Além disso, a Prefeitura sancionou a Lei Complementar nº 594/2025, que eleva a alíquota do ISS – Imposto Sobre Serviços de Qualquer Natureza, passando de 3% para 5%. Esse aumento de 67% começará a valer em 29 de março de 2026 e afeta diretamente corretores de imóveis, bem como diversas categorias de serviços, gerando duras críticas de entidades empresariais.
Críticas do Setor Empresarial e Imobiliário
Durante uma reunião com empresários locais e a deputada estadual Janaína Riva (MDB), o presidente do Conselho Regional de Corretores de Imóveis de Mato Grosso (Creci-MT), Claudecir Conttreira, expressou sua indignação em relação às recentes alterações tributárias promovidas pela gestão de Abílio. No vídeo da reunião, Conttreira criticou a situação da cidade, afirmando que a carga tributária está aumentando sem que haja melhorias correspondentes nos serviços públicos oferecidos à população. “A cidade está um lixo, está largada às moscas. Os condomínios praticamente não utilizam o poder público.

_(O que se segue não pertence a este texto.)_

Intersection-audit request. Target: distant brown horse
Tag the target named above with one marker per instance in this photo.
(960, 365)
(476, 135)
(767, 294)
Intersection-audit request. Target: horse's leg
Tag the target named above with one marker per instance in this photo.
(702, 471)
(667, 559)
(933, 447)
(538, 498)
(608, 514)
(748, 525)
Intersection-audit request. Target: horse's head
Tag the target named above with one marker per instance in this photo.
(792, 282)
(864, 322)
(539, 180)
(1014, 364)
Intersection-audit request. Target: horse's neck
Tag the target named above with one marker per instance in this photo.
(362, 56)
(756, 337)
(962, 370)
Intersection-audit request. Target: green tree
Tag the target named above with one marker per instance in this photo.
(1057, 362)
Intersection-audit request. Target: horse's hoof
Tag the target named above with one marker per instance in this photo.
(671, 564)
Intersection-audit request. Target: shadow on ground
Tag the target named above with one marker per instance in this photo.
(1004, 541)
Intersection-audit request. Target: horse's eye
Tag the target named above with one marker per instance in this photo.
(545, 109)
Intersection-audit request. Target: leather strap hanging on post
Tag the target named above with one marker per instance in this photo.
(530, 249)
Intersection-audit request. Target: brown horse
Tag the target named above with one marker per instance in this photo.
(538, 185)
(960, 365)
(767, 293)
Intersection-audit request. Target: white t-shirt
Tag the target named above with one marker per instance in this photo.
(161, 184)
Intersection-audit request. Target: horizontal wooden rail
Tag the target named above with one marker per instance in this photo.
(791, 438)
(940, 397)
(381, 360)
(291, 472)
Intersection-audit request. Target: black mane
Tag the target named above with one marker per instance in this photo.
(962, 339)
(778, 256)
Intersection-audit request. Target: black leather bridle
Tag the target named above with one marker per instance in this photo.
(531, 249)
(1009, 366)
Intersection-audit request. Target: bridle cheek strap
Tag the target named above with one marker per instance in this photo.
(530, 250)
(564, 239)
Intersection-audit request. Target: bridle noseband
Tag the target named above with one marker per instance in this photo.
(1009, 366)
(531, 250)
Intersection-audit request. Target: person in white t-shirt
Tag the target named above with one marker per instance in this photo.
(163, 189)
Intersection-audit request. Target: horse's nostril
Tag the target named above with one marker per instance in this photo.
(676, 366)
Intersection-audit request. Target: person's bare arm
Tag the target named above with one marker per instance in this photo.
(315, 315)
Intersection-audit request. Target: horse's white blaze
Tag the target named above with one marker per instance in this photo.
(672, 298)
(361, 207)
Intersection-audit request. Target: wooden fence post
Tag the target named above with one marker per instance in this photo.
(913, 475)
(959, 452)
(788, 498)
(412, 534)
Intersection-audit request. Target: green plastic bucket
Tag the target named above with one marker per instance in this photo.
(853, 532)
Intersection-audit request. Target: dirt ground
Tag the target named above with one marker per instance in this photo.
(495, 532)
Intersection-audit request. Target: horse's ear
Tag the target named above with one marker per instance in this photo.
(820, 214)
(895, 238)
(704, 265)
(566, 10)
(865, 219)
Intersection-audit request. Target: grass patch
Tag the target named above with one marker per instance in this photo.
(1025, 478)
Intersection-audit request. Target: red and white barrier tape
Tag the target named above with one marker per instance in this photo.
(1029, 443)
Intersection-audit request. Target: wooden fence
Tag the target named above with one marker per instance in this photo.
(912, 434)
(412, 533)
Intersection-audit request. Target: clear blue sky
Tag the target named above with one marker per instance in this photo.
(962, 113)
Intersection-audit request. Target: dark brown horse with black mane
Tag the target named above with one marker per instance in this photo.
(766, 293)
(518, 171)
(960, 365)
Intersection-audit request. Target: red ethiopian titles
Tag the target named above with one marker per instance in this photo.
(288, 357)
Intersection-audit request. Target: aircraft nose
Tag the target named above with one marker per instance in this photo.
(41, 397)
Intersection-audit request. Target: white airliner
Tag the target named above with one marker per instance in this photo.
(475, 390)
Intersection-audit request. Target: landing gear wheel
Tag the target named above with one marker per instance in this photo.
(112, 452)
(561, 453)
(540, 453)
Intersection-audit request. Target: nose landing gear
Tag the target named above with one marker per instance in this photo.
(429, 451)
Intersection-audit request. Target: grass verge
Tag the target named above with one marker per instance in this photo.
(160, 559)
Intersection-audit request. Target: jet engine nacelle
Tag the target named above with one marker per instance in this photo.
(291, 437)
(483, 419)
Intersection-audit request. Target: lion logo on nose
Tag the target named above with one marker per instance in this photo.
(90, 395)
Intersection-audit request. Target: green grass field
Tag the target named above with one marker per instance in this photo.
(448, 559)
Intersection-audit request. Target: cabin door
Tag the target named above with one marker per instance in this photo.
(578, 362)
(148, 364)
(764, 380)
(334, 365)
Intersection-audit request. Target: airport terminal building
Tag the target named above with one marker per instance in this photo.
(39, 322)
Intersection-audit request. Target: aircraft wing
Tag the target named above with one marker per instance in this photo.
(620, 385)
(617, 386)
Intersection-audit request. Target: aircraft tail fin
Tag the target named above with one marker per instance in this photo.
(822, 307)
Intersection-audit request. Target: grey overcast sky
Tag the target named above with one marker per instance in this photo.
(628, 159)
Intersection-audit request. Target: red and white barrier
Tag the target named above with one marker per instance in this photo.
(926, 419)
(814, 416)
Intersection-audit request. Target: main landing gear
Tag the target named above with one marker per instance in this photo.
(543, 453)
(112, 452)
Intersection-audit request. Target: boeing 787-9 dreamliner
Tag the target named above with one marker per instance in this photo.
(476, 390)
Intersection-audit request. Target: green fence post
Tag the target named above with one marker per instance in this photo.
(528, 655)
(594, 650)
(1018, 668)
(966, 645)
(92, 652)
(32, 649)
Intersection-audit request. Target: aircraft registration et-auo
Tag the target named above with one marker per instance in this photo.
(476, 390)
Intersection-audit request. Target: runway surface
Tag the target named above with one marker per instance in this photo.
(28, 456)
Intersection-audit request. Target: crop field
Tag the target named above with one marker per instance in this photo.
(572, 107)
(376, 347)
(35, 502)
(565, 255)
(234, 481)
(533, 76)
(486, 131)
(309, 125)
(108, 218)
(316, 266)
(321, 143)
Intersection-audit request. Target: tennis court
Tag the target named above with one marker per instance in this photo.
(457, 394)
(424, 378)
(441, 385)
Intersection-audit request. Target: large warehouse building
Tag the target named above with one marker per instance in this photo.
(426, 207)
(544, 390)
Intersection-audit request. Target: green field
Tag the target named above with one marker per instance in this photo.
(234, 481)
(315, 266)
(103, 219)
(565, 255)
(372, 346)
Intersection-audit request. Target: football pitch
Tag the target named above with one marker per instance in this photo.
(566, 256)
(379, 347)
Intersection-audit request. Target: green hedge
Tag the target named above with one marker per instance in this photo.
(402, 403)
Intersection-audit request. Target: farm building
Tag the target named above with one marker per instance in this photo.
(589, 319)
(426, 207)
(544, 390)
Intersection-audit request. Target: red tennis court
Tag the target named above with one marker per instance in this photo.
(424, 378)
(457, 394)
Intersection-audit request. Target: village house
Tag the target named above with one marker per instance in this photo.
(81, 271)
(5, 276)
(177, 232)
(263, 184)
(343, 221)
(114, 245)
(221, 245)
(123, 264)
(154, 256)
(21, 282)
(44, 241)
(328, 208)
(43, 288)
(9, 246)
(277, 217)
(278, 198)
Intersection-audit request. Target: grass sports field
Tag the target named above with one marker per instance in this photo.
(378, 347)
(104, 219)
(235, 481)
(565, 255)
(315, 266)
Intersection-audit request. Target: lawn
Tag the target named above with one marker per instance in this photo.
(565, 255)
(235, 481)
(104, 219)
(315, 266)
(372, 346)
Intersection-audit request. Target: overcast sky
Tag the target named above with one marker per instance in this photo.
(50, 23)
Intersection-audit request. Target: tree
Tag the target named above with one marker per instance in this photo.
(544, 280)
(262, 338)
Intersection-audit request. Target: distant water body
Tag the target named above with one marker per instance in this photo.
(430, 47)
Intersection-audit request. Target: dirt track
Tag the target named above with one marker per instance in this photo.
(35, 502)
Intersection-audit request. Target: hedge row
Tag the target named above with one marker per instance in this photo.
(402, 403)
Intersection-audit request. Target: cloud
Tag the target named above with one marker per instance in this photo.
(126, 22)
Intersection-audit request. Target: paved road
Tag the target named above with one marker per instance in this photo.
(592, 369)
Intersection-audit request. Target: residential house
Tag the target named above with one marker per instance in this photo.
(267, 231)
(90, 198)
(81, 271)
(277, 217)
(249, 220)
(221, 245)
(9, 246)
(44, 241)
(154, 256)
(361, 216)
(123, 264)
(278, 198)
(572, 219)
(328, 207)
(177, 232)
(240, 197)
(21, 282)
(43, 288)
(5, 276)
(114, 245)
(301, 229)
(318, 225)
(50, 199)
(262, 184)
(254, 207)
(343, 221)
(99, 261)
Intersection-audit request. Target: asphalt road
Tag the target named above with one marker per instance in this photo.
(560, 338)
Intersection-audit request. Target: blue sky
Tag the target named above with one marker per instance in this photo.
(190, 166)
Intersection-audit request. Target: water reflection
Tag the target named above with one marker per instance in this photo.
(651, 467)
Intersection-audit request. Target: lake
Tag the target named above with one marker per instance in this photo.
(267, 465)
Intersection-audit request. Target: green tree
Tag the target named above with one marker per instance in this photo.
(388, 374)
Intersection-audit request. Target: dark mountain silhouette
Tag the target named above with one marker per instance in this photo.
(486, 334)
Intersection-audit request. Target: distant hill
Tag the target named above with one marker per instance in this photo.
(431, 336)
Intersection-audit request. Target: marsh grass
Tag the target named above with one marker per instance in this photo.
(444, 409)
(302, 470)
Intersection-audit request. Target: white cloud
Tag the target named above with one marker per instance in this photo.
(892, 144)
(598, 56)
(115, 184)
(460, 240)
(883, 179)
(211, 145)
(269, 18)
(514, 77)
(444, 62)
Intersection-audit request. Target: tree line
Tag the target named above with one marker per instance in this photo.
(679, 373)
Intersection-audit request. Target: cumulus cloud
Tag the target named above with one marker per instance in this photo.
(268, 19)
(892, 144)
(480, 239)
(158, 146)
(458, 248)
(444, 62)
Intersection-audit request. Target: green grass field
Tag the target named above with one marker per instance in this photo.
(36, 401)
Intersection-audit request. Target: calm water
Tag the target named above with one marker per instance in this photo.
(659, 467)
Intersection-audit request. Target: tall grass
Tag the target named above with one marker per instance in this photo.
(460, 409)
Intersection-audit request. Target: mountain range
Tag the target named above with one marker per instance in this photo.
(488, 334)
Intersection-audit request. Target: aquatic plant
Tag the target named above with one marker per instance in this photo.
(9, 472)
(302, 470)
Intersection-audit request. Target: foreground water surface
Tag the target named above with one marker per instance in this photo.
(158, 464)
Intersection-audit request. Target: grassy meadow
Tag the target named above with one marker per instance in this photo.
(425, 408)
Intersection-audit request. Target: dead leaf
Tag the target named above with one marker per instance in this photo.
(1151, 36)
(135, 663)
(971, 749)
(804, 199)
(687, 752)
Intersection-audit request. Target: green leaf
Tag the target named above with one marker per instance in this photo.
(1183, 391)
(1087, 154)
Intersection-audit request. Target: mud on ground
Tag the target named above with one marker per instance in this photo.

A gestão pública dá vergonha de ver”, declarou o dirigente, que também questionou a forma como a legislação foi aprovada, ressaltando a falta de diálogo prévio com os setores afetados.
Segundo Conttreira, o aumento significativo do IPTU, combinado com o reajuste do ISS, cria um ambiente desfavorável para investimentos e para a operação dos negócios, podendo até incentivar a informalidade e transferir os custos para o consumidor final.
Articulações para Reverter o Aumento do ISS
A Creci-MT, em parceria com lideranças políticas e setores produtivos, está agora buscando maneiras de barrar o aumento do ISS antes que a nova norma entre em vigor. Isso inclui a avaliação de possíveis ações judiciais e mobilizações junto à sociedade e ao poder público, com o intuito de reverter essa decisão.
Conttreira também criticou a Câmara Municipal, acusando-a de conceder um “cheque em branco” ao prefeito ao permitir mudanças tributárias por decreto. Ele alertou que ações dessa natureza não deveriam ser implementadas sem uma ampla discussão pública e técnica que considerasse as reais necessidades da população.
Debate sobre os Impactos do Reajuste
A deputada Janaína Riva enfatizou a importância de compreender os estudos e os impactos que fundamentaram o reajuste, tanto para os profissionais da área quanto para a população em geral. “É crucial que busquemos o diálogo em uma situação como essa. Quando se fala em aumento de impostos, é necessário entender qual será o impacto disso sobre todos”, destacou.
O aumento do IPTU em até 40% – um percentual que supera consideravelmente a inflação acumulada nos últimos anos e os reajustes que foram observados em outras cidades do Brasil – levanta um debate relevante sobre a capacidade de pagamento dos contribuintes, especialmente em um momento de aumento no custo de vida. Em outras capitais, como Campo Grande, por exemplo, o reajuste do IPTU em 2025 foi de cerca de 4,1%, em linha com a inflação local.
Para muitos corretores, empresários e moradores, a combinação de aumento de impostos com a percepção de serviços públicos aquém do esperado intensifica um clima de insatisfação e incerteza econômica, que deverá ser um dos principais temas a ser debatido na política de Cuiabá nos próximos meses.